Ninguno de los contralores cumplió con sus funciones, fueron cómplices del enriquecimiento ilícito de sus padrinos políticos. A sabiendas que a casi toda la contratación le aplican el cvy, el 10% o 15% del valor del contrato. Deberían ser condenados por prevaricato por omisión en el cumplimiento de sus funciones. Solo se salva el Doctor Rodrigo Osorio Belalcazar que ejerció el cargo de Contralor de Armenia con probidad.
La corrupción en Colombia que alcanza el descomunal monto de 50 billones de pesos al año, no se detiene porque los organismos de control, Contraloría y Procuraduría y de investigación como la Fiscalía, fueron permeados y cooptados por la clase dirigente corrupta, que se blindan de cualquier investigación con contralores, procuradores y fiscales de bolsillo.
Al día de hoy, sigue sin saberse el monto del detrimento público, los responsables fiscales y el monto del dinero recuperado, de los elefantes blancos como el Teleférico de Buenavista. La Plaza Minorista. La contribución de valorización. La piscina con olas del Parque La Secreta. El proyecto de vivienda El Refugio en Calarcá. La construcción de los pozos sépticos. Quindío Bilingüe y competitivo….etc. Porque los contralores no hacen uso de los juicios de responsabilidad fiscal, ni de la jurisdicción coactiva.
no les importa la indignación ciudadana ante la corrupción y el abuso de poder, pretendían hacer el enroque para premiar a los prevaricadores, el manizaleño Luis Fernando Márquez -que solo calentó silla-, pasaría de la Contraloría del Quindío a la de Armenia; y la cartagueña Isabel Cristina Carvajal -que solo hizo anuncios mediáticos de hallazgos sin resultados-, pasaría de la de Armenia, a la del Quindío. Su ineptitud es extrema en dos años no fue capaz de determinar el monto total del faltante de la contribución de valorización y el detrimento patrimonial por las obras iniciadas y dejadas abandonadas. Al parecer el caldense se quedó sin respaldo político y como sabe que no es por méritos, no se presentó a las pruebas. Ni siquiera eligen a un quindiano, con tantos profesionales desempleados.
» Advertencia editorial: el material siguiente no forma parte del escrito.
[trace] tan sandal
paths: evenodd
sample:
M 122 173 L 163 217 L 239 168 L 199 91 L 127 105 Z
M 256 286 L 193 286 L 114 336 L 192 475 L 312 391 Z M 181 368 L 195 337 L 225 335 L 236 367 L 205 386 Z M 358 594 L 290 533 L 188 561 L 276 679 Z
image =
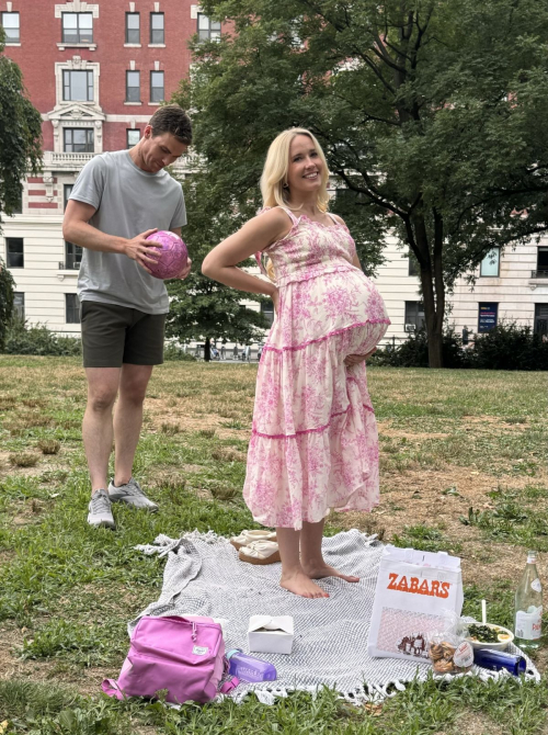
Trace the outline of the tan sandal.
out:
M 230 539 L 232 546 L 238 550 L 242 546 L 249 546 L 254 541 L 276 541 L 276 532 L 258 529 L 253 531 L 242 531 L 239 536 L 232 536 Z
M 279 547 L 274 541 L 253 541 L 251 545 L 240 549 L 238 558 L 248 564 L 276 564 L 282 561 Z

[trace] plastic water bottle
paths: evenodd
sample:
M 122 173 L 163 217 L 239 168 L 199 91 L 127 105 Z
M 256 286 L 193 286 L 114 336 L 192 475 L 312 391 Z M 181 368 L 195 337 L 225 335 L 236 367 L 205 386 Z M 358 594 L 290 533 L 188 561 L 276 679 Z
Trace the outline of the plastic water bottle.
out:
M 515 593 L 514 622 L 515 645 L 525 649 L 538 648 L 543 627 L 543 586 L 536 552 L 527 552 L 527 565 Z
M 269 662 L 244 654 L 240 648 L 227 653 L 229 674 L 242 681 L 275 681 L 276 669 Z

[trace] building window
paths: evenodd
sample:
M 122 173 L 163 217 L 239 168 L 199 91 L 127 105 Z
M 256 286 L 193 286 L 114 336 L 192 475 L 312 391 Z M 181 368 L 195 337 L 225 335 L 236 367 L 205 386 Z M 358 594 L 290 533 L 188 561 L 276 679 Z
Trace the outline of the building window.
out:
M 421 269 L 419 268 L 419 262 L 412 252 L 409 253 L 409 271 L 408 275 L 420 275 Z
M 22 237 L 5 238 L 5 262 L 8 268 L 24 268 L 25 257 Z
M 140 44 L 139 13 L 126 13 L 126 44 Z
M 93 14 L 62 13 L 62 43 L 92 44 Z
M 548 276 L 548 248 L 537 250 L 537 276 Z
M 406 331 L 419 331 L 424 327 L 424 305 L 422 302 L 406 302 Z
M 13 292 L 13 316 L 22 321 L 25 319 L 25 295 L 22 291 Z
M 150 102 L 163 102 L 163 71 L 150 72 Z
M 501 261 L 500 248 L 490 250 L 480 263 L 480 276 L 482 278 L 499 278 L 499 269 Z
M 2 13 L 2 27 L 5 33 L 5 43 L 19 44 L 21 41 L 19 13 Z
M 140 71 L 126 71 L 126 102 L 140 102 Z
M 204 13 L 198 13 L 198 38 L 199 41 L 220 38 L 220 22 L 212 21 Z
M 548 339 L 548 304 L 535 304 L 535 335 Z
M 150 13 L 150 43 L 163 44 L 163 13 Z
M 93 71 L 64 69 L 62 99 L 66 102 L 93 102 Z
M 80 299 L 78 294 L 65 294 L 65 312 L 67 324 L 80 324 Z
M 66 127 L 62 131 L 64 150 L 66 154 L 92 154 L 92 127 Z
M 478 333 L 484 335 L 496 327 L 499 304 L 493 302 L 478 304 Z
M 138 127 L 128 127 L 126 128 L 126 144 L 127 148 L 133 148 L 136 146 L 140 140 L 140 131 Z
M 272 323 L 274 321 L 274 304 L 272 302 L 262 303 L 261 314 L 266 319 L 269 327 L 272 327 Z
El combate efectivo a este flagelo se logra con la despolitización de la administración pública. Con la elección de estos funcionarios mediante un estricto y diáfano concurso de méritos realizado por universidades privadas, con auditoría externa que garanticen la transparencia de los mismos. Sin intervención de la clase política y de los gobernantes, para que los elegidos puedan ejercer con total independencia y autonomía las funciones y responsabilidades asignadas.